Old school/gut self: Yes, true, but don’t forget that in looking at all these images, you are just looking at what someone else has decided for whatever reason is a grey squirrel.What if some of them you’re looking at aren’t actually grey squirrels? How do you know they’re grey squirrels?

New media self: Well, in an article, how do we know the author actually knew what he was writing about?

Old school self: That’s why we choose authoritative sources. “National Geographic,” for example, instead of answers.com. 

Authoritative sources. There’s really the issue. It seems kids don’t know how to locate authoritative sources. Looking at images is easier. And then they get stuck.
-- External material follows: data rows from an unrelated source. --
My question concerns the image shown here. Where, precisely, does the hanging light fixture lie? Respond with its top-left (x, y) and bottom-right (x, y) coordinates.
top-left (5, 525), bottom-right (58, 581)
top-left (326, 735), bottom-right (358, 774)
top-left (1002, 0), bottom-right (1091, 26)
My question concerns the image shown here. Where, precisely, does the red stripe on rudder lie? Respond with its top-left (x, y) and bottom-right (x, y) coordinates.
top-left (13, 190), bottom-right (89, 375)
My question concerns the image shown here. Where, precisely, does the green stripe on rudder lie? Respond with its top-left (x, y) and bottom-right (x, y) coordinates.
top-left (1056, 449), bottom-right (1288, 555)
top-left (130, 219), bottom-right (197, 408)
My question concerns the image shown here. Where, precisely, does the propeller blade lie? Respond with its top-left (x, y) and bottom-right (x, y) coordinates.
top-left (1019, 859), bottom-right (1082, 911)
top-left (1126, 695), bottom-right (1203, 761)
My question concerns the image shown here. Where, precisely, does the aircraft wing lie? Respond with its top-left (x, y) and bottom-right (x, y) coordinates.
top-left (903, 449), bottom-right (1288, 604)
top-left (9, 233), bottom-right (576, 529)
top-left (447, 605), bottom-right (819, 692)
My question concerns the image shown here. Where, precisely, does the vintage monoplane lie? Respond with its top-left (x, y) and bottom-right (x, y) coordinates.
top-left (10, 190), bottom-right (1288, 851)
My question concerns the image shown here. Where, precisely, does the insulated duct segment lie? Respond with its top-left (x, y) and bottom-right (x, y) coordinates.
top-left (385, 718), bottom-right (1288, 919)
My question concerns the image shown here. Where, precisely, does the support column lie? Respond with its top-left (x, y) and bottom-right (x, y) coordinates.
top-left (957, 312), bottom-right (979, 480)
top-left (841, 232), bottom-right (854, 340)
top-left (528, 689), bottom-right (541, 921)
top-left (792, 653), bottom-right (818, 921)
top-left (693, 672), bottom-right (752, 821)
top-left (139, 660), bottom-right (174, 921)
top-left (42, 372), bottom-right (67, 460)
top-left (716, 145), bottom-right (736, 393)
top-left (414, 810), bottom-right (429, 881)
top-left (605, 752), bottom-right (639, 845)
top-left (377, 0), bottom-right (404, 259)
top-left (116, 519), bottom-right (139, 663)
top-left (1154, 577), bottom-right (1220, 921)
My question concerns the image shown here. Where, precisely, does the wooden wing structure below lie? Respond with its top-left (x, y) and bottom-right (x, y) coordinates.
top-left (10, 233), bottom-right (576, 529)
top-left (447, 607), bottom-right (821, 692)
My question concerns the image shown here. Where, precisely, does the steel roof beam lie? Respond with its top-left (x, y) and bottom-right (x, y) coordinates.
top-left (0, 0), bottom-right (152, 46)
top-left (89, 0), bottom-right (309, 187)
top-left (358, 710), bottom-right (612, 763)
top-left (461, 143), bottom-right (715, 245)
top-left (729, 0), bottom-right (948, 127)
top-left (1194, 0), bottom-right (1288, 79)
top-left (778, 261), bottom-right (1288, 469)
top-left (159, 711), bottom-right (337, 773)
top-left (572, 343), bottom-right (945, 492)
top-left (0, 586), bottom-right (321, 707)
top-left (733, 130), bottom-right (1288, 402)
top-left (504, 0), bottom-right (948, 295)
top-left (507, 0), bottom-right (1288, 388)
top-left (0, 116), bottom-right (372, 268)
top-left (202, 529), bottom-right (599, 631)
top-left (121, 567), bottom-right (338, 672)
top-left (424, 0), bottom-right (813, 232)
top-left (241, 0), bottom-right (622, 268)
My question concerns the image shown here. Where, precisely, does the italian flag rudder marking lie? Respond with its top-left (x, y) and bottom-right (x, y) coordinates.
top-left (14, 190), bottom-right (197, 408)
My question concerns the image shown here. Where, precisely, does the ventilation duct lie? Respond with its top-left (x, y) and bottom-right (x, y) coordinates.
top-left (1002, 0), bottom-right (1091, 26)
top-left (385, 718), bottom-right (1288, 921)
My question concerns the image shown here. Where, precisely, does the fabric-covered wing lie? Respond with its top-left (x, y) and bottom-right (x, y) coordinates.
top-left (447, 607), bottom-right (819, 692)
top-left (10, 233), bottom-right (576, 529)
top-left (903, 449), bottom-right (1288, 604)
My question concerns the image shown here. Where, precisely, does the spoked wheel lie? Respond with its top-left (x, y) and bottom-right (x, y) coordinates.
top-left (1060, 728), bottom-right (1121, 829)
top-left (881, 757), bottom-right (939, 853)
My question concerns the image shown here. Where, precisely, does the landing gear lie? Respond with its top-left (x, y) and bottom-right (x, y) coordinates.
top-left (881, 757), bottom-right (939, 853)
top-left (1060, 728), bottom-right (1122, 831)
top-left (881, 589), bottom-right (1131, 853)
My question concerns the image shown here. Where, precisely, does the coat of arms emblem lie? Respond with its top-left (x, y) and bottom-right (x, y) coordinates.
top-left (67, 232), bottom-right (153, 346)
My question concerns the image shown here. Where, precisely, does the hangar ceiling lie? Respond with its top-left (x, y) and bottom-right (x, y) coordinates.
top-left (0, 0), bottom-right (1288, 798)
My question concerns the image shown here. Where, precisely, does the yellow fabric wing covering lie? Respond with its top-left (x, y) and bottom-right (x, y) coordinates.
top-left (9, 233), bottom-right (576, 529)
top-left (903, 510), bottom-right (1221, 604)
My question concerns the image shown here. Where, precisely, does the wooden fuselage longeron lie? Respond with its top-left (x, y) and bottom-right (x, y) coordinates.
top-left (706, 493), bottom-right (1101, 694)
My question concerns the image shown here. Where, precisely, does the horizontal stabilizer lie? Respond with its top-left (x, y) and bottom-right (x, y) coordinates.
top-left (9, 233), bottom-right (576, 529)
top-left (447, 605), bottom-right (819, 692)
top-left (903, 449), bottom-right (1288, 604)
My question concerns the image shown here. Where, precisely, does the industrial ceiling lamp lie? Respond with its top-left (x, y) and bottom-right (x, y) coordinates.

Scrolling endlessly through mind-numbing screenfuls of tiny images.

True, an exhausting variety of visual information, whether it’s the printed word, the image, or the video, simply comes with the Internet territory. So why not use it all to benefit our research? Perhaps.

The thing is this: I’m just afraid students will take the path of least resistance and over-rely on images for the bulk of their research every time they need to do research.

Your thoughts? Am I over-reacting or noticing a troublesome trend?